Les militants socialistes ont choisi au terme de longues primaires une candidate, qui n'avait pas vocation, selon la tradition du parti, à être investie pour briguer la plus haute responsabilité politique du pays. Ceci a pu apparaître comme une première faute de goût, comme la preuve d'une immaturité politique ou d'un aveuglement.
Il y a peu de femmes dans l'histoire du parti, à l'exception de l'histoire récente, qui ont laissé la marque de leur personnalité et qui ont su capté une partie d'un électorat invisible. Au soir de son élection, sont sortis de l'ombre une multiude de camarades, dont on ignorait l'existence et l'implication. Ce fût un grand réconfort pour les plus anciens d'entre nous. Puissions-nous faire un très, très long chemin ensemble.
Ségolène Royal, parce qu'elle a fait et fait encore l'objet, d'attaques très virulentes portant sur ses capacités intellectuelles, politiques et sa sincérité, ne suscite certainement pas l'indifférence. Le mépris dont elle est parfois la cible, traduit le doute et la peur de ceux qui ressentent intuitivement que quelque chose bascule, sur lequel ils n'auront peut-être plus la main. D'où le silence de certains et la hargne des autres.
Ségolène Royal dérange surtout, non pas parce qu'elle est femme, non pas à cause de sa méthode participative que l'on a souvent taxée de démagogique, mais parce qu'elle est la manifestation vivante de la défiance des citoyens vis à vis des élites et des experts. Elle l'incarne mieux que l'extrême-gauche qui peine à réaliser un front uni contre l'ultra- libéralisme. Elle irrite l'establishement médiatique parce qu'elle se passe d'eux, au travers des débats participatifs. Les médias n'ont plus ce monopole de la parole publique.
Le succès des débats participatifs montrent ceci : Les Français ont des choses à dire, il n'ont pas peur de se battre pour être les meilleurs, ils sont prêts à s'investir pour leur pays et l'avenir de leurs enfants. Mais, pour eux, le terrain est miné, les jeux sont faits, tout est déjà décidé d'avance et même pas à Bruxelles, mais dans des scénacles entre quelques uns, bien au fait des choses. Ils craignent pas autant la concurrence des travailleurs étrangers que le mensonge et la collusion des éites politiques, médiatiques et économiques à leur détriment : d'où le rejet massif du traité européen.
Quel que soit le résultat des débats participatif, leur succès montre que notre candidate a vu juste et que notre parti est redevenu cette avant-garde, retrouvant par là, sa vocation révolutionnaire, dans un cadre réformiste. Il s'agit d'une révolution en douceur, sans exécution, ni massacre. Loin d'être violente et rapide, elle est lente et laborieuse, donnant parfois une impression d'essoufflement.
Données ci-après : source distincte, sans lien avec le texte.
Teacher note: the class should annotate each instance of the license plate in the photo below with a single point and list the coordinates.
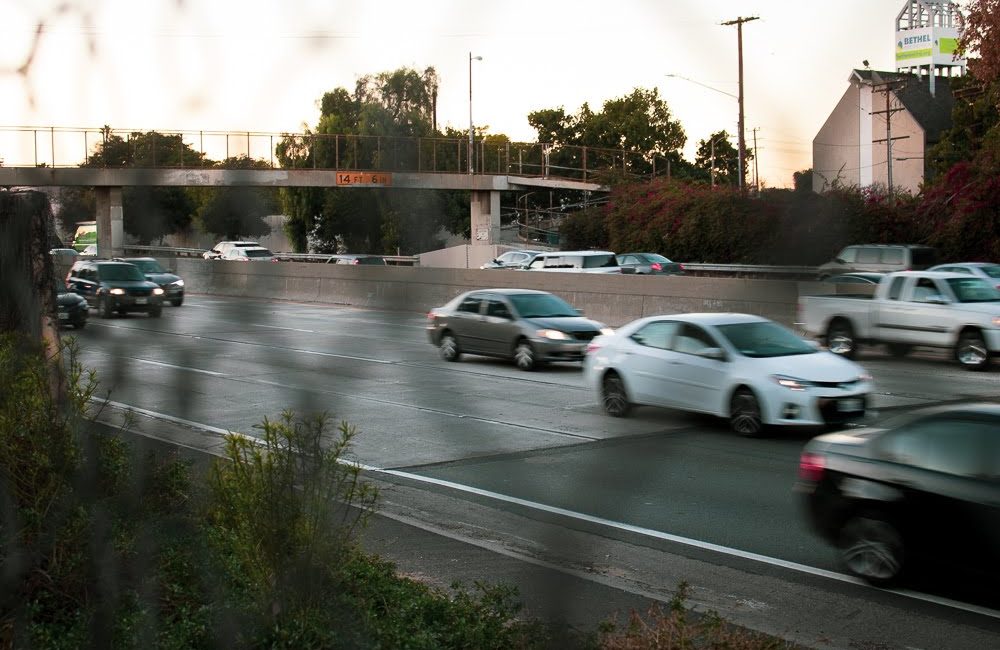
(851, 405)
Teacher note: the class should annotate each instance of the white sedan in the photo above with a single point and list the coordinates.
(748, 369)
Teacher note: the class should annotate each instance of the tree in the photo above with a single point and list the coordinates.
(385, 220)
(981, 34)
(723, 159)
(150, 213)
(639, 123)
(233, 212)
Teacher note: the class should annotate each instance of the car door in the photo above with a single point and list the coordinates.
(948, 470)
(697, 380)
(498, 328)
(647, 363)
(926, 318)
(465, 322)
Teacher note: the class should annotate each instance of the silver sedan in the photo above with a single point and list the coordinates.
(530, 327)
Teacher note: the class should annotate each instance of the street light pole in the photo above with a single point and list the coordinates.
(471, 143)
(739, 43)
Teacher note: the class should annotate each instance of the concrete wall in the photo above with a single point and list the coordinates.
(612, 299)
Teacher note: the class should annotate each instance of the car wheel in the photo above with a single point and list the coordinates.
(872, 549)
(524, 356)
(971, 352)
(614, 399)
(840, 339)
(745, 418)
(449, 347)
(899, 350)
(105, 308)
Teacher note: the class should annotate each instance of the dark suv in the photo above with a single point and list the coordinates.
(925, 491)
(172, 284)
(115, 287)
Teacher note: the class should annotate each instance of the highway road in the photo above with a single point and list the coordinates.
(536, 445)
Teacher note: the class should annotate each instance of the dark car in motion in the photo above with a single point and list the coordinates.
(531, 327)
(649, 264)
(71, 308)
(115, 287)
(172, 284)
(924, 491)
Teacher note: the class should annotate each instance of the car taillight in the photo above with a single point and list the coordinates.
(811, 467)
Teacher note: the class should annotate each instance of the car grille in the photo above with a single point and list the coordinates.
(844, 385)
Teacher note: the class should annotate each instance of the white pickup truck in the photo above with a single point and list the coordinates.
(909, 308)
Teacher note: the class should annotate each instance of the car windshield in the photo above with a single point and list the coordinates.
(148, 266)
(991, 271)
(764, 339)
(120, 272)
(541, 305)
(973, 290)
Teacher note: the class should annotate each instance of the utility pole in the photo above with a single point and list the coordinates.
(756, 174)
(888, 87)
(739, 43)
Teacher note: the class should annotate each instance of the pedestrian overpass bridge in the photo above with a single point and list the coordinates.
(50, 156)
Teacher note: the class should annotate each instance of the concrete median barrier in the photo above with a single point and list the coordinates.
(613, 299)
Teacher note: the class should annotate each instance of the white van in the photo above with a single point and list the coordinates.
(576, 262)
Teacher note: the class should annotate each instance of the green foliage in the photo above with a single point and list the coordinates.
(287, 509)
(356, 130)
(235, 211)
(150, 213)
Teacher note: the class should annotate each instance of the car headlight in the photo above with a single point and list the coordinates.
(791, 383)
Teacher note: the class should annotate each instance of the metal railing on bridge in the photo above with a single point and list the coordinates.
(118, 148)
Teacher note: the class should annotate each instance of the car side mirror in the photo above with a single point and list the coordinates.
(713, 353)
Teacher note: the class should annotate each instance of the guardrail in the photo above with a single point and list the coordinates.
(170, 251)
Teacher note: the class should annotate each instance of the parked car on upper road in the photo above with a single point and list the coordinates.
(511, 260)
(356, 258)
(222, 247)
(648, 264)
(575, 262)
(115, 287)
(985, 270)
(71, 308)
(748, 369)
(880, 258)
(928, 308)
(249, 254)
(925, 489)
(860, 277)
(530, 327)
(172, 284)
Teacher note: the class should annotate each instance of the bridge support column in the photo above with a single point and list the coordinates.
(485, 212)
(110, 226)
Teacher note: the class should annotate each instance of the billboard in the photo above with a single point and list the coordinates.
(927, 46)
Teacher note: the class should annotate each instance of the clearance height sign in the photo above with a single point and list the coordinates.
(927, 46)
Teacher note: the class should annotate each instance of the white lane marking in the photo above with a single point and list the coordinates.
(616, 525)
(176, 367)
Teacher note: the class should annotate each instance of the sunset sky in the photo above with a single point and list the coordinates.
(261, 65)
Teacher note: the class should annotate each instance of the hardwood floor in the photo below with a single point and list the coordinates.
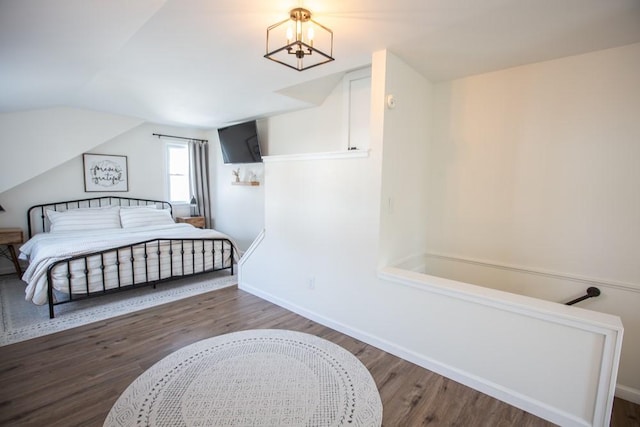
(72, 378)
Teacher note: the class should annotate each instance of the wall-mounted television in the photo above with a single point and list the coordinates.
(239, 143)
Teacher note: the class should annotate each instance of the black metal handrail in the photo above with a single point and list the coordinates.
(592, 292)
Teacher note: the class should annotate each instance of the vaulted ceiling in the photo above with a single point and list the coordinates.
(200, 62)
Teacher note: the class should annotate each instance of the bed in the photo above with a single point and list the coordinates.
(85, 248)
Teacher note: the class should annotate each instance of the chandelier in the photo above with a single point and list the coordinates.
(308, 43)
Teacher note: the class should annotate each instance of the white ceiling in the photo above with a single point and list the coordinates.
(200, 62)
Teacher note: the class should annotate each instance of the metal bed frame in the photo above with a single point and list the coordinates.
(179, 251)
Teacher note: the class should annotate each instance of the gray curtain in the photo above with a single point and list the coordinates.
(199, 151)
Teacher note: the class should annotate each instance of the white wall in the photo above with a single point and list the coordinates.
(145, 157)
(306, 131)
(537, 167)
(404, 172)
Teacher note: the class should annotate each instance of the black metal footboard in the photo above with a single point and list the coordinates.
(135, 265)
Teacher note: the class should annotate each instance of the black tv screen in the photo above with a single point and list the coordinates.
(239, 143)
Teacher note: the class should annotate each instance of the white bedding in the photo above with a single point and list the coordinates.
(45, 248)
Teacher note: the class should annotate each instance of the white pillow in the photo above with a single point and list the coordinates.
(132, 217)
(84, 219)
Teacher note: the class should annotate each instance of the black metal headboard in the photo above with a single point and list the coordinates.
(37, 218)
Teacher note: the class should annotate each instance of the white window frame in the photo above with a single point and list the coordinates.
(167, 179)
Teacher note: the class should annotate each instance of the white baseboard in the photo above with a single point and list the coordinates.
(482, 385)
(628, 393)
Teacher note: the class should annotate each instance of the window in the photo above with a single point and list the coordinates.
(178, 173)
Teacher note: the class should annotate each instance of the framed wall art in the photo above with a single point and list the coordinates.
(104, 172)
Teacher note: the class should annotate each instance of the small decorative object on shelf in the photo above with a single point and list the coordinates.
(196, 221)
(8, 238)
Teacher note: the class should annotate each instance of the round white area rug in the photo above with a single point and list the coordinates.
(260, 377)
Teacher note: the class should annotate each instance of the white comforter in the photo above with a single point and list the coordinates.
(46, 248)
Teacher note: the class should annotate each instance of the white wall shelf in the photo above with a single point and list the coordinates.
(348, 154)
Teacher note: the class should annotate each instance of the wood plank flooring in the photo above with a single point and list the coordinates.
(72, 378)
Notre société a le culte de l 'immédiat, confond rapidité et efficacité, oubliant qu'il faut au moins vingt ans pour faire un homme et cent fois plus pour faire une civilisation.
Il faut laisser le temps aux citoyens d'investir le champ du politique, qu'ils prennent l'habitude de donner leur avis, d'exprimer leur craintes et leurs difficultés. Il faut aussi les rassurer et leur montrer qu'ils ne sont ni des pions sur un échiquier, ni des numéros ou des informations dans des banques de données informatiques. Il faut que l'humain devienne la priorité du politique, donner vie et chair au contrat social, soumettre l'économique.
Les débats participatifs doivent être inscrits dans la Constitution française, être pris en compte dans les travaux des cabinets ministériels et des commisions parlementaires. Il ne faut pas seulement prendre en compte ce que dit le ciotyen, mais aussi lui rendre des comptes. C'est ce que notre démocratie a oublié.
Il y a en France, une crise de la démocratie qu'on identifie comme une crise de la représentativité. Il faut donc redonner du pouvoir au parlement, instaurer une vraie responsabilité de l'exécutif. Il faut enfin que les citoyens aient réellement la main sur leur vie, sur ce qui les touche de près au quotidien.
Pour cela des réformes institutionnelles et des nouvelles pratiques sont nécessaires. Les débats participatifs constituent une ébauche de ce qui devrait venir, de ce qui reste à inventer pour que les mots Démocratie, solidarité et égalité, ne soient plus vides de sens.
Merci à tous ceux qui ont pris du temps sur leur vie pour participer à nos débats.